Needless to say, finding out about the Catholic “hospitality” awaiting them,
the Nativists never showed up.
And anti-Catholicism started to die down in New York.
And Archbishop John Hughes became known around town as “Dagger John.”
Today, our God given religious liberty, our right to love God,
is once again under threat.
But this time not by some school district, or a state, or even a mob,
No this time we are threatened by the President of the United States.
As you know, under the law many call “Obamacare,” he has mandated
that all employers provide employees with insurance coverage
for contraception, sterilization and even abortion inducing drugs.
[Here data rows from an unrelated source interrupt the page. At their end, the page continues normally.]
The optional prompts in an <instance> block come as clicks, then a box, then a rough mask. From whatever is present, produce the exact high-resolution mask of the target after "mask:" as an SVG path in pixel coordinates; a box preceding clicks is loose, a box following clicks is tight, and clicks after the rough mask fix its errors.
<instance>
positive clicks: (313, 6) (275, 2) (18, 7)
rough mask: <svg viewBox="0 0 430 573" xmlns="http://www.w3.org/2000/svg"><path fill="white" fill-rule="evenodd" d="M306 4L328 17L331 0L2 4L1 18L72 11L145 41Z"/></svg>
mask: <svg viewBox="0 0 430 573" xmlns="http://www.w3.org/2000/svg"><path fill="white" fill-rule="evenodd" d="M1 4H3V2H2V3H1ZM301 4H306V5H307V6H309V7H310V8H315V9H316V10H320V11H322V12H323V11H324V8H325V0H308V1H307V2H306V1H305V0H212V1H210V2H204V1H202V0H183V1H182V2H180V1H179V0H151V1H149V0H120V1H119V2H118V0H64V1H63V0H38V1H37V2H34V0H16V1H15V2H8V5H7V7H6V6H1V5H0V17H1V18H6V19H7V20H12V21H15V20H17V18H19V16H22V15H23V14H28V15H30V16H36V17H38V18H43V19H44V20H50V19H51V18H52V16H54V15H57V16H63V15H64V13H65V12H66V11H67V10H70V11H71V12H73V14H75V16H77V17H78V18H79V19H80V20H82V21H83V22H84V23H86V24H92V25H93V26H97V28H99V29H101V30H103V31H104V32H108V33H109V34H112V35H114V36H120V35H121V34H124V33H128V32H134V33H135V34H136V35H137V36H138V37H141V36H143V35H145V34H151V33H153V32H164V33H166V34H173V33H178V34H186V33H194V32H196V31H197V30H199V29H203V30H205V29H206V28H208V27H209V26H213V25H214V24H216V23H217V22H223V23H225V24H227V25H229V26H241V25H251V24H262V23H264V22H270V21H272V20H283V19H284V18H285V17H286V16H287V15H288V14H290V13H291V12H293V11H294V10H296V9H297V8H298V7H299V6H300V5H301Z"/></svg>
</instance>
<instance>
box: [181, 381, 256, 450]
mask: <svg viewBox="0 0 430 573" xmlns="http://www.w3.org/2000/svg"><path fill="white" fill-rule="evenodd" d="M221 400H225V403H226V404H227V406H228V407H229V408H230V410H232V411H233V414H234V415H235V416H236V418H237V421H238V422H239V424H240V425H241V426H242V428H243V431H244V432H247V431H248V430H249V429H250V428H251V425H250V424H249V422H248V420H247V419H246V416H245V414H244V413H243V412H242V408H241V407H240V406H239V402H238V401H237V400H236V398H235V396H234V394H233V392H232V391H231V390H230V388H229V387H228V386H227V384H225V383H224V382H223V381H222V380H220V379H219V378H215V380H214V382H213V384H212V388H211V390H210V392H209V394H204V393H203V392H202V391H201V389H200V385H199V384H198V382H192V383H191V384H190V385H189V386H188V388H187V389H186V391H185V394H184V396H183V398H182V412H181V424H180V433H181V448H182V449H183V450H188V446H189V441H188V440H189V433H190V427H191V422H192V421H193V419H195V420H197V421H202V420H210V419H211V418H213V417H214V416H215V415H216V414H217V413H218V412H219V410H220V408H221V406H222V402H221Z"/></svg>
This even though he knew this would require
most Catholic schools, universities, hospitals, charities
and even Catholic business owners
to act in a way contrary to their fundamental religious moral beliefs,
It would force us to directly disobey the God who we are called
to love with all our heart mind soul and strength.
And if we don’t, the penalty for not cooperating is $100 per day, per employee.
That’s $36,500 per year per employee.
Folks, I can’t see how this won’t shut down every
Catholic hospital, college and charity,
not to mention Catholic owned businesses,
in the country.
How do we answer this?
The Congress has refused to defend us,
and the President is bragging about his new rules on the campaign trail.
Perhaps the Supreme Court will come to the rescue,
but everybody thought they were going to overturn Obamacare,
and that didn’t happen.
So, it looks like we’re on our own.
In the historic words our bishops wrote us last January:
“We cannot – we will not – comply with this unjust law…
“In generations past, the Church has always been able
to count on the faithful to stand up and protect
her sacred rights and duties.
We hope and trust she can count on this generation of Catholics
to do the same.”
Friends, it’s time for Dagger John and his followers to step forward again.
Not with knives and guns wielded by an angry crowd,
but with the two most powerful weapons we have at our disposal
as Catholic Americans:
as Catholics, we yield the sword of prayer,
and as Americans, the dagger of the vote.
Tuesday is election day, and all elections involve moral choices.
I beg you to make your choices based on the greatest moral laws,
the 2 great commandments and 10 Commandments.
Love your neighbor as yourself
by defending the right to life of your unborn neighbor
and the institution of marriage.
And love God by not bowing to party affiliations or ideologies,
or to any other worldly concern.
Demand your freedom to love God with all your heart, mind soul and strength.
In short, vote, and vote like a Catholic.